À part quelques feuilles et la lumière
Il semblerait que tous les jours s’achèvent par un bel après-midi d’automne dans le livre de Jean-François Beauchemin, avant que la soirée ne commence et traîne, quand cela convient à tout le monde que cela traîne comme ça. Le chat l’accompagne à la pêche. Le chien joue dans le jardin. Sa femme Livia lit sur le canapé et les voisins sont charmants. Une concorde de tous les jours dans l’harmonie québécoise et des livres à écrire. Celui-ci par exemple. Dans lequel l’auteur interroge le temps qui passe et la manière dont il habite le monde. « Ce que j’aimerais, c’est continuer à vieillir de cette façon en définitive si humaine, je veux dire : toujours à la périphérie de la joie et de la peine, l’une se déversant dans l’autre et réciproquement, en quelque sorte. »[1]
Des joies des peines, les vents ne sont pas toujours contraires et c’est dans la relation qu’il entretient avec son frère que Jean-François Beauchemin le montre si bien. Ce frère justement, si proche de lui mais dont la façon d’être au présent est si différente. Parce qu’il est autre et parce que la schizophrénie dont il souffre n’a pas de règles. « Au début, ça ressemblait à de la mélancolie. Puis c’est devenu plus sérieux, et mon frère a commencé à se comporter bizarrement, comme si sa personnalité peu à peu se disloquait. Ça n’était pas la simple érosion, normale, que le passage du temps finit toujours par imposer au caractère et aux habitudes. C’est une authentique dislocation en ce sens que son esprit paraissait séparer les uns des autres ses propres éléments autrefois bien emboîtés. »
Ensemble ils ont grandi et façonné leur caractère en prêtant attention l’un à l’autre. « À la maison familiale, je m’émerveillais de ce petit frère épatant, imprévisible, tendre, énigmatique, provocateur, sérieux, savant et comme secoué d’inquiétude, que j’allais la nuit tirer d’un sommeil agité, empoisonné par ces images effrayantes qui déjà commençaient à le hanter. » Devenus adultes puis orphelins, les souvenirs sont venus s’ajouter à la complicité toujours partagée. Resserrée. Mais dans des directions différentes pour chacun d’eux. « Nos deux vies se précisaient. La sienne devenait un long soir sombre et menaçant. La mienne était plus que jamais consacrée à l’apprentissage du métier d’écrivain. »
Ainsi la maladie parfois cherche à les séparer.
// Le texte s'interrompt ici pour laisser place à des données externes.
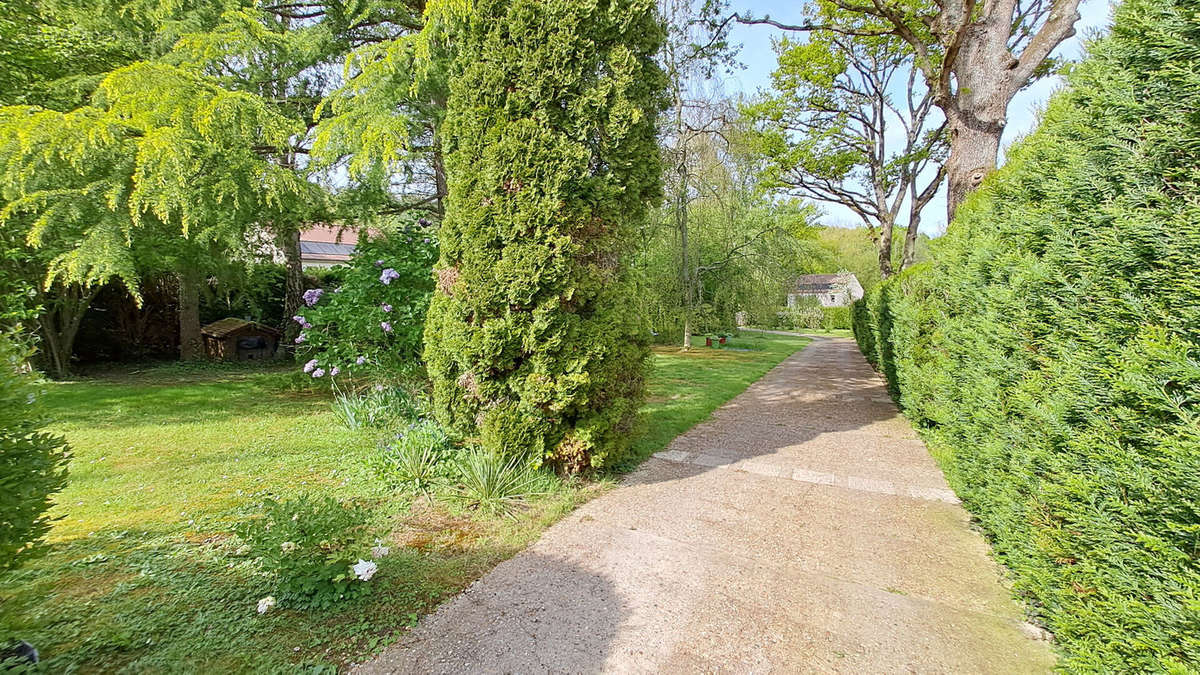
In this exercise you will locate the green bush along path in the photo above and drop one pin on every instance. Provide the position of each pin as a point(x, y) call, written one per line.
point(145, 574)
point(1050, 351)
point(802, 529)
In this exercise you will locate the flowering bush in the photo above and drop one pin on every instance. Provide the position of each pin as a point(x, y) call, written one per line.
point(312, 550)
point(372, 322)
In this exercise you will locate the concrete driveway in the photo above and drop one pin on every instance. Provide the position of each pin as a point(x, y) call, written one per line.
point(802, 529)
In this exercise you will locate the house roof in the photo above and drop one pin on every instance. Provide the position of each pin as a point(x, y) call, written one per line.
point(816, 282)
point(323, 251)
point(330, 234)
point(329, 243)
point(227, 327)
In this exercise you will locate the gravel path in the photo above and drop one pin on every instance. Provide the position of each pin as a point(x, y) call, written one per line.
point(802, 529)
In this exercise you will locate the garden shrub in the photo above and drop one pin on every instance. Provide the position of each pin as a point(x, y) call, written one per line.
point(533, 342)
point(835, 318)
point(33, 463)
point(370, 324)
point(1051, 351)
point(309, 547)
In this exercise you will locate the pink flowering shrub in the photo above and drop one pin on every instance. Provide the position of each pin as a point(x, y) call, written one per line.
point(371, 324)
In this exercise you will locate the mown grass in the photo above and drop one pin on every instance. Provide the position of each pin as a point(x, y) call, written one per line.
point(143, 574)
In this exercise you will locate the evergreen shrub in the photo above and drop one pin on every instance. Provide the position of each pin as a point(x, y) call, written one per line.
point(1051, 351)
point(533, 341)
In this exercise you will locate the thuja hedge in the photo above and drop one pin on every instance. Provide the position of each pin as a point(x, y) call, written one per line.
point(1051, 351)
point(532, 341)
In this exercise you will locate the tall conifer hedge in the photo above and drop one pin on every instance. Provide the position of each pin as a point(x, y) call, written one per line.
point(1051, 351)
point(532, 340)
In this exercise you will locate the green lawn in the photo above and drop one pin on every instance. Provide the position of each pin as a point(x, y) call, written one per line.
point(144, 575)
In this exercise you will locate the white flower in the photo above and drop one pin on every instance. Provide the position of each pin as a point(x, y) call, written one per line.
point(364, 569)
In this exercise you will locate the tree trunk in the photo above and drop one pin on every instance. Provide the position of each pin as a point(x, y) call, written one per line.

Elle sème la discorde dans cet esprit en lutte quasi permanente contre lui-même et réfractaire aux traitements. « Ce qu’il pressent, c’est que la question n’est peut-être pas de savoir si son âme lui sert à quelque chose mais, à l’inverse, de savoir si lui-même (son corps, sa volonté, son intuition, sa réflexion, sa sensibilité, sa force motrice, son énergie spirituelle, etc.) est à la hauteur, s’il se met adéquatement au service de cette âme. « Ce qui est sûr, l’ai-je entendu dire pour la première fois l’autre soir, c’est que je n’ai rien à attendre de mon âme, puisque c’est au contraire elle qui à l’évidence attend quelque chose de moi. » »
« La littérature, c’est très facile quand vous ne savez pas comment faire. Mais quand vous savez, c’est plutôt difficile » écrit Jean-François Beauchemin. Dans ce livre, il semblerait que la pudeur ait été le meilleur rempart aux difficultés d’écrire. Grâce à elle, il observe ce que la maladie menace mais aussi ce qu’elle ne parvient pas à détruire, voire nourrit. Parce que dans la poésie qu’il lit beaucoup mais aussi qu’il incarne à sa façon d’être au monde, ce frère devient l’interlocuteur privilégié, celui qui dit le monde autrement parce qu’il l’habite ici mais surtout ailleurs. « Ça n’est pas que l’âme de mon frère soit spectaculaire. Mais ce qui me plaît, c’est qu’elle cherche un passage vers le jour. Les oiseaux aussi font cela. Dans les derniers instants de la nuit, à l’heure du dur combat entre l’ombre et la lumière, ils s’envolent des nids et partent à la rencontre du soleil, comme pour en précipiter la venue. »
[1] BEAUCHEMIN Jean-François, Le Roitelet, éd. Québec Amérique, 2023.